•West Pokot, Laikipia, Nyeri, Makueni and Samburu were the top five, most transparent in the budget-making process for the current financial year ending June 30.
•Kirinyaga, Narok, Taita Taveta and Wajir each scored zero as they provided no information at all.
Kenyans still have limited participation and information on county budgets, a survey by the International Budget Partnership Kenya (IBP-Kenya) shows.
This, it says, leads to non-inclusive spending priorities and allocations tin public projects, according to the Kenya County Budget Transparency Survey.
Out of the 43 counties surveyed, West Pokot, Nyeri, Laikipia, Makueni, Samburu, Turkana, and Elgeyo Marakwet, qualified for the second-highest performance category, scoring B.
Most counties fell under the last two categories of D and E.
West Pokot, Laikipia, Nyeri, Makueni and Samburu were the top five, most transparent in the budget-making process for the current financial year ending June 30, the report notes.

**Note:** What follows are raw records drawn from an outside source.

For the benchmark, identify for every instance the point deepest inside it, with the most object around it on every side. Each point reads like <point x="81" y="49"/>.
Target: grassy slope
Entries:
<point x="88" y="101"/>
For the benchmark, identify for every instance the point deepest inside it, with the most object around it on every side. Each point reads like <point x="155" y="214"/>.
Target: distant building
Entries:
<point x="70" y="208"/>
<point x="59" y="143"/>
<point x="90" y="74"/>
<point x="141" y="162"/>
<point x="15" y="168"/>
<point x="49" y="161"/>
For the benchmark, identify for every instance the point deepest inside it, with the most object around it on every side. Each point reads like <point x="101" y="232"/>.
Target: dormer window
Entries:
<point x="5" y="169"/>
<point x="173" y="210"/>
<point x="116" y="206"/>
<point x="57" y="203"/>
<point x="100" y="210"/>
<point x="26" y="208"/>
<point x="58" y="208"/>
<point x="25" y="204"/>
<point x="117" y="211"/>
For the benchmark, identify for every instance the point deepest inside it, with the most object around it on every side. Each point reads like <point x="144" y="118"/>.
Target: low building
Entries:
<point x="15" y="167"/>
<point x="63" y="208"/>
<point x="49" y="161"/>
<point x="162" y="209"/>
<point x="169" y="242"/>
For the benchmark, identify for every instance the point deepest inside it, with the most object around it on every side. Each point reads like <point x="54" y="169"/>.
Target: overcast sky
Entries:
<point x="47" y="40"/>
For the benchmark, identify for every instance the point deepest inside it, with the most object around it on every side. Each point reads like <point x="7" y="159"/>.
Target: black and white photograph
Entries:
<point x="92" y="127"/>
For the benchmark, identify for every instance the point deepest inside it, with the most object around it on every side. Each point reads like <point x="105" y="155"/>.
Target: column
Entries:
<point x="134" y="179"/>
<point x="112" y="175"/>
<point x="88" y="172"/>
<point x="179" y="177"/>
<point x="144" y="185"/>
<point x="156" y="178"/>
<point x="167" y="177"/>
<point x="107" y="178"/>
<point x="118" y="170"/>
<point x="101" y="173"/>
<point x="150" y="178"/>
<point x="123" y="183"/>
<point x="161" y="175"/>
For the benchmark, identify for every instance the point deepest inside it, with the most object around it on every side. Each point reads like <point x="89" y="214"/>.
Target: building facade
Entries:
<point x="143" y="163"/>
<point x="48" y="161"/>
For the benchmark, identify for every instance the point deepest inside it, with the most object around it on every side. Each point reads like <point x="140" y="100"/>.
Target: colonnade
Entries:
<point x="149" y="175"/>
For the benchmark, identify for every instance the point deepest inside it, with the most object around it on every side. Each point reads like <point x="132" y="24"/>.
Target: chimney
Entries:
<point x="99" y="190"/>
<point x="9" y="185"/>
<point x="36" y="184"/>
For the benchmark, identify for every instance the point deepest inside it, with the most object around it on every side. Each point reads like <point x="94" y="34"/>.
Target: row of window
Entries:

Nairobi is ranked 16th with the least performers being Nandi, Lamu, Bomet, Migori and Busia.
Kirinyaga, Narok, Taita Taveta and Wajir each scored zero as they provided no information at all.
“These counties published none of the 11 budget documents evaluated during the survey,” IBP says.
An overall consolidation of the results on the availability of budget documents and their comprehensiveness reveals a bleak picture, as the average County Budget Transparency Index score was captured at 33 out of 100.
“This is a clear indication that counties do not provide sufficient budget information, and where budget documents are published, they often lack essential budget information required for meaningful citizen engagement,” the report states.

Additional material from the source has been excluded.